Background: Osteogenesis imperfecta (OI), is a heritable, heterogeneous connective tissue disorder, characterized by fragile bones. There are conflicting results about genotype-phenotype correlations and efficiency of bisphosphonate treatment in this disorder.
Aim: We aimed to evaluate the clinical, genetic characteristics, and long-term follow-up results of children and adolescents with OI.
Materials and methods: A two-center retrospective study was conducted using demographic, clinical, and genetic data obtained from the medical records of the patients.

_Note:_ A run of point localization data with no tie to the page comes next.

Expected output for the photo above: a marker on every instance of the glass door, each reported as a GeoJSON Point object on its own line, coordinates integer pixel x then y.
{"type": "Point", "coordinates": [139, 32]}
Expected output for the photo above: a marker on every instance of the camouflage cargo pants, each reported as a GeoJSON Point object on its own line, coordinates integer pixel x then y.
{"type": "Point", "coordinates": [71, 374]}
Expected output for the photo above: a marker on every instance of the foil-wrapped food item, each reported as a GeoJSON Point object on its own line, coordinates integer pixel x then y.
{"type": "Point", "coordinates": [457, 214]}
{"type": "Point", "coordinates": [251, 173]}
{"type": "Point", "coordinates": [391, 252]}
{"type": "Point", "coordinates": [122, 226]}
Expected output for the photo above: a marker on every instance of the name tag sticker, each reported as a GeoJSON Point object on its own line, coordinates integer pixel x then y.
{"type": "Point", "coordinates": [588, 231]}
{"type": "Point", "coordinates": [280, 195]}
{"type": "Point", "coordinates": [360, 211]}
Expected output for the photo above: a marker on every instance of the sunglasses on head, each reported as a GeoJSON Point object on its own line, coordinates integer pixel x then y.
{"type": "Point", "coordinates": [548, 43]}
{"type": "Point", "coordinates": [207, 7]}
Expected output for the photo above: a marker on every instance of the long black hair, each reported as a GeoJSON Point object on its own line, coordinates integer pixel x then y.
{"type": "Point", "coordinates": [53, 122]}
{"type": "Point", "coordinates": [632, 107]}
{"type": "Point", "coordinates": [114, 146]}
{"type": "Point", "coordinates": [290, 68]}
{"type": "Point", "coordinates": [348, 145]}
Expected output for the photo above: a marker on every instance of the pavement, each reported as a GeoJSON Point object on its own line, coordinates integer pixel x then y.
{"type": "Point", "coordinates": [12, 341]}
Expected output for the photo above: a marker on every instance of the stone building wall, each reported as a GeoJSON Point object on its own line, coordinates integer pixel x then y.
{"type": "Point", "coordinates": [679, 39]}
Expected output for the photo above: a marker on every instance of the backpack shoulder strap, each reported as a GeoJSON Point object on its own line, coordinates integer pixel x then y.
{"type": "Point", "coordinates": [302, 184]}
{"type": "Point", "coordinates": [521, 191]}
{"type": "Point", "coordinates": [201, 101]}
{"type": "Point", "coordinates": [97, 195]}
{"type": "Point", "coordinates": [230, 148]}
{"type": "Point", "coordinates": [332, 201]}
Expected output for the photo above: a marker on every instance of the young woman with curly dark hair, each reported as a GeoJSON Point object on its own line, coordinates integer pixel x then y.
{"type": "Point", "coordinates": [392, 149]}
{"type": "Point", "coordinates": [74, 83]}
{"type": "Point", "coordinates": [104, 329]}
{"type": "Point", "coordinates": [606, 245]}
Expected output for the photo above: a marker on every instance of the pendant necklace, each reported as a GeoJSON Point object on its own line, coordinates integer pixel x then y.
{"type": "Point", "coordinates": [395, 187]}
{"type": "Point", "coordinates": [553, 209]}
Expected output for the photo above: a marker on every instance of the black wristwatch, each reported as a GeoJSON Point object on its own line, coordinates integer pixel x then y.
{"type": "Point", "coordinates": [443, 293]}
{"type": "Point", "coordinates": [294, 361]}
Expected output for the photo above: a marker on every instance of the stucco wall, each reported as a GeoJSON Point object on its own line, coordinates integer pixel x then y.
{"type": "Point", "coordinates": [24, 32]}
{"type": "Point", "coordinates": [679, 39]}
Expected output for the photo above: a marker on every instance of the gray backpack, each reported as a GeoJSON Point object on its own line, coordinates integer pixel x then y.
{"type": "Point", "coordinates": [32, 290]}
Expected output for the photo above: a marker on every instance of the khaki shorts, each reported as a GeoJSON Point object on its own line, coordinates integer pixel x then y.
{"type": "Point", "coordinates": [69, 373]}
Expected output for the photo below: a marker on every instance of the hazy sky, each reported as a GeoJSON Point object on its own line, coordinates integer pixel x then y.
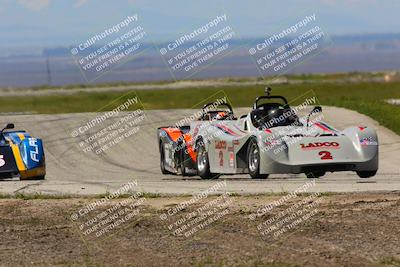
{"type": "Point", "coordinates": [67, 22]}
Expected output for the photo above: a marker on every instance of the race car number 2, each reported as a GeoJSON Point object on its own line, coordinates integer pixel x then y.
{"type": "Point", "coordinates": [2, 161]}
{"type": "Point", "coordinates": [325, 155]}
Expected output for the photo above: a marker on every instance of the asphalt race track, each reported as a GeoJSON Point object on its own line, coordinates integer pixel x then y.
{"type": "Point", "coordinates": [70, 170]}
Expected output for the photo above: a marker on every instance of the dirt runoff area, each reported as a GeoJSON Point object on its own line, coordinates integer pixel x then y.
{"type": "Point", "coordinates": [226, 230]}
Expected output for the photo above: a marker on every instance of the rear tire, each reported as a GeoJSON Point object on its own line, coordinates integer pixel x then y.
{"type": "Point", "coordinates": [253, 161]}
{"type": "Point", "coordinates": [366, 174]}
{"type": "Point", "coordinates": [202, 162]}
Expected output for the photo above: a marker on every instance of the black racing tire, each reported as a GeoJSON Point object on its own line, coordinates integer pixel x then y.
{"type": "Point", "coordinates": [202, 162]}
{"type": "Point", "coordinates": [253, 160]}
{"type": "Point", "coordinates": [162, 159]}
{"type": "Point", "coordinates": [182, 160]}
{"type": "Point", "coordinates": [366, 174]}
{"type": "Point", "coordinates": [315, 174]}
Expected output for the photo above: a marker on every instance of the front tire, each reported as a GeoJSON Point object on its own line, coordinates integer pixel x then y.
{"type": "Point", "coordinates": [366, 174]}
{"type": "Point", "coordinates": [253, 159]}
{"type": "Point", "coordinates": [202, 162]}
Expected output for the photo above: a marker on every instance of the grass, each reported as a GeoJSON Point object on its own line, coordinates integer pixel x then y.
{"type": "Point", "coordinates": [366, 98]}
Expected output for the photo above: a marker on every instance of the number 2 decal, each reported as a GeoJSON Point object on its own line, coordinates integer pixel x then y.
{"type": "Point", "coordinates": [325, 155]}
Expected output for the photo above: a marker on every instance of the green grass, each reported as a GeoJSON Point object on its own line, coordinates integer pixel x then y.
{"type": "Point", "coordinates": [366, 98]}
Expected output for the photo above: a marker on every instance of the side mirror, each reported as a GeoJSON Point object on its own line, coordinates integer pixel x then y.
{"type": "Point", "coordinates": [10, 126]}
{"type": "Point", "coordinates": [316, 109]}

Results: Twenty-nine patients (62% male, median age; 3.6 years) with OI diagnosis from 26 families were included in the study. Thirteen different variants (nine were novel) were described in 16 patients in COL1A1, COL1A2, and P3H1 genes. Our siblings with homozygous P3H1 variants had a severe phenotype with intrauterine and neonatal fractures. Twenty-two patients were treated with bisphosphonates (17 of them with pamidronate, five with alendronate) with a median duration of 3.0 (1.6-4.8) years. Eleven patients (50%) suffered from fractures after the treatment. Haploinsufficiency variants in COL1A1 caused a milder skeletal phenotype with less fracture count and better treatment outcomes than structural variants. When compared with the anthropometric measurements at the initial diagnosis time, height Z-scores were lower on the last clinical follow-up (p = 0.009).
Conclusions: We could not find an obvious genotype-phenotype correlation in Turkish OI patients with COL1A1 or COL1A2 variants. Treatment with pamidronate was effective in reducing fracture counts, without any long-term adverse effects.
Keywords: Anti-resorptive drugs; P3H1; collagen; osteogenesis imperfecta; pediatrics.